I took the above photo from Weiss' web page (so I hope he doesn't sue me) but you can see a closeup of one of Brown's pieces below.  My friend Tomoko might have been a little tipsy because the photo is crooked, but that's OK, I was tipsy too considering that it was the big opening night in Chelsea when we saw this work and free alcohol abounded.




Yes, we were both a bit tipsy.

Giulia A. took this photo while she and I were completely sober (am I ever completely sober?)


So why do I like these pieces so much?  Well, to me two processes are represented here. I would argue that two inner processes are represented here.  I think that every meaningful work of art is about our inner lives or inner reality and I believe Brown's work can be interpreted in this manner. I think he is illustrating two processes that occur when we perceive aspects of our inner life.  I guess a person could describe these processes as 'perception' and 'reaction,' or 'perception' and 'construction.'


Initially, in these pieces, we get 'nature' in the form of a landscape sketch.  To me, the perception of an aspect of inner nature necessarily leads to a cognitive process akin to Novalis' idea that a 'dream' becomes 'reality.'  We conceptualize what we perceive or feel.  


When language was created or developed, it must have been created or developed to express what happens in the outer world, because when we attempt to describe processes in the inner world, we are forced to use metaphors or symbols from the outer world.

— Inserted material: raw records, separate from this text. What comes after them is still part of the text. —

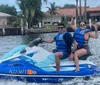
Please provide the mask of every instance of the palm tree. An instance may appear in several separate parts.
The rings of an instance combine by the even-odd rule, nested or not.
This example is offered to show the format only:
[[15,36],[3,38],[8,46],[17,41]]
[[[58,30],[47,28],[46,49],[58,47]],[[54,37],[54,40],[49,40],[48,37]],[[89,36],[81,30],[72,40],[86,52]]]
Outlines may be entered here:
[[[47,2],[47,0],[44,1]],[[42,0],[17,0],[17,4],[22,11],[23,17],[28,23],[28,28],[30,29],[36,9],[41,9]]]
[[56,12],[57,7],[55,5],[55,2],[50,3],[50,7],[47,7],[47,8],[48,8],[49,14],[51,15],[51,24],[52,24],[52,17],[53,15],[57,14]]
[[80,20],[81,20],[81,16],[82,16],[82,11],[81,11],[81,0],[80,0]]
[[76,0],[76,20],[78,18],[78,0]]

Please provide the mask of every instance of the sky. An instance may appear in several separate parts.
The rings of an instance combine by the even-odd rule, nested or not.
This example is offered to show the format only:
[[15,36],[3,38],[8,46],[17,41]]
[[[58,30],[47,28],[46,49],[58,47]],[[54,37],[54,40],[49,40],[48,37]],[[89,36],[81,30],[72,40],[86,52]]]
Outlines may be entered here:
[[[48,3],[43,3],[42,11],[46,12],[48,9],[46,7],[50,6],[50,3],[55,2],[57,6],[64,6],[64,4],[75,4],[76,0],[48,0]],[[82,5],[84,5],[84,0],[82,1]],[[0,4],[8,4],[9,6],[15,6],[17,11],[19,11],[19,7],[16,4],[16,0],[0,0]],[[87,5],[90,7],[100,6],[100,0],[87,0]]]

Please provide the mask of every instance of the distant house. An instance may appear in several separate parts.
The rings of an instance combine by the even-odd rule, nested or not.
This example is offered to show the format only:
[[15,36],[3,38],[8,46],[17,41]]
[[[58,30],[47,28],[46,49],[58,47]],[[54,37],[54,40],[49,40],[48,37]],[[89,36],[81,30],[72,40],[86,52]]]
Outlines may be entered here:
[[[62,21],[62,17],[66,16],[68,17],[68,23],[70,23],[71,17],[76,16],[75,8],[59,9],[56,12],[57,14],[53,15],[52,17],[48,12],[45,13],[45,17],[42,20],[43,26],[58,23]],[[78,15],[80,15],[80,9],[78,9]],[[84,8],[81,8],[81,15],[82,17],[84,16]],[[100,7],[87,8],[87,19],[92,19],[100,22]]]
[[0,28],[6,27],[9,22],[10,14],[0,12]]

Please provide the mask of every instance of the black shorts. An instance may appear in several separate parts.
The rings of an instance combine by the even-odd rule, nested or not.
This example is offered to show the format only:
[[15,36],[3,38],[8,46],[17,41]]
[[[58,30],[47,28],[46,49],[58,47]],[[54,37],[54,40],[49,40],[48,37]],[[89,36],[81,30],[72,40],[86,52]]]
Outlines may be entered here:
[[77,50],[82,49],[82,48],[84,48],[84,49],[87,50],[87,54],[84,55],[84,56],[80,56],[79,59],[80,59],[80,60],[86,60],[86,59],[91,55],[90,48],[89,48],[89,46],[84,46],[84,47],[79,47],[79,46],[78,46],[78,47],[77,47]]

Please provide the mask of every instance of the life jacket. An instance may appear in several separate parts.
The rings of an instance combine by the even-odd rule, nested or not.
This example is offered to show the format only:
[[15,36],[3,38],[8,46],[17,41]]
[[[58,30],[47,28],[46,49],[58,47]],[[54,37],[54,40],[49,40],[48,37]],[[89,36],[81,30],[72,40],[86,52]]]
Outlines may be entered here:
[[85,33],[90,32],[89,29],[76,29],[74,32],[74,40],[78,43],[79,47],[84,47],[88,44],[88,40],[85,40]]
[[58,52],[67,52],[67,43],[64,40],[65,33],[58,33],[55,37],[56,40],[56,48]]

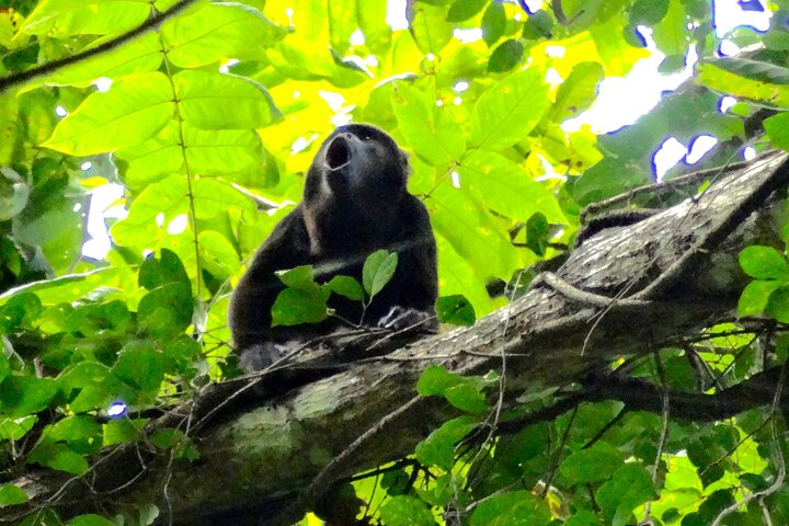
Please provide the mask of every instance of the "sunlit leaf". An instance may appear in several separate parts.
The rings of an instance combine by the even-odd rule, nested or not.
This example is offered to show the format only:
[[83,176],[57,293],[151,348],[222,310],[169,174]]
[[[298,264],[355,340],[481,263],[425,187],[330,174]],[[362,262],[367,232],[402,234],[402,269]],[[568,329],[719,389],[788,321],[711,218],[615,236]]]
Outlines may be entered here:
[[414,153],[435,167],[459,159],[466,150],[466,140],[446,110],[404,82],[397,84],[397,93],[402,102],[395,102],[392,110]]
[[512,73],[477,101],[471,142],[489,150],[512,146],[526,138],[547,107],[548,87],[537,68]]
[[389,283],[397,270],[397,252],[378,250],[365,260],[362,268],[362,284],[369,297],[374,297]]
[[172,117],[173,93],[160,72],[124,78],[93,93],[42,146],[73,156],[111,151],[153,137]]
[[209,3],[194,14],[162,24],[168,59],[181,68],[198,68],[220,58],[243,56],[284,35],[260,11],[242,3]]
[[431,526],[436,524],[430,508],[419,499],[393,496],[381,506],[381,519],[388,526]]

When we conceptualize, we use metaphors or symbols and this leads us away from 'nature' and into another inner process altogether.  This new inner process can be represented by the curving and rusty iron. Like the circular pieces of iron, this process is a coherent whole.  And regardless of the differences that can be perceived, the process is always the same for every aspect in regard to trying to understand the nature of our inner lives.  


The aspects of our inner world exist for us independently of the nature of the aspects, through cognition, and they become other entities.  Like the rusty iron, our conclusions about what we perceive in our inner nature become separate from nature in a coherent and identifiable (and mostly useless) manner.


One can even mention Hume's Law or George Moore's "Naturalistic Fallacy" here.  Hume pointed out that often when we describe a situation, a judgment about that situation often then occurs.  I can't remember his exact quote, but he said something like, "How is it that we jump so easily from an 'is' to an 'ought'?"


So if I engage in some form of introspection and perceive some type of motive or emotion or inner conflict or something I feel to be problematic about how I am responding to the world, this perception leads to a type of transmutation whereby the natural becomes cognitive. I like Brown's work because, to me, it represents this process whereby nature becomes cognition or the 'dream' of the world becomes the 'reality' of the world.


So the cognition about nature becomes a thing in itself, and not necessarily a reflection of the individual details of nature.  The sketches represent 'nature' to me, while the rusty iron hoops represent our 'cognition' of nature and the new, empty world this divorce from nature brings.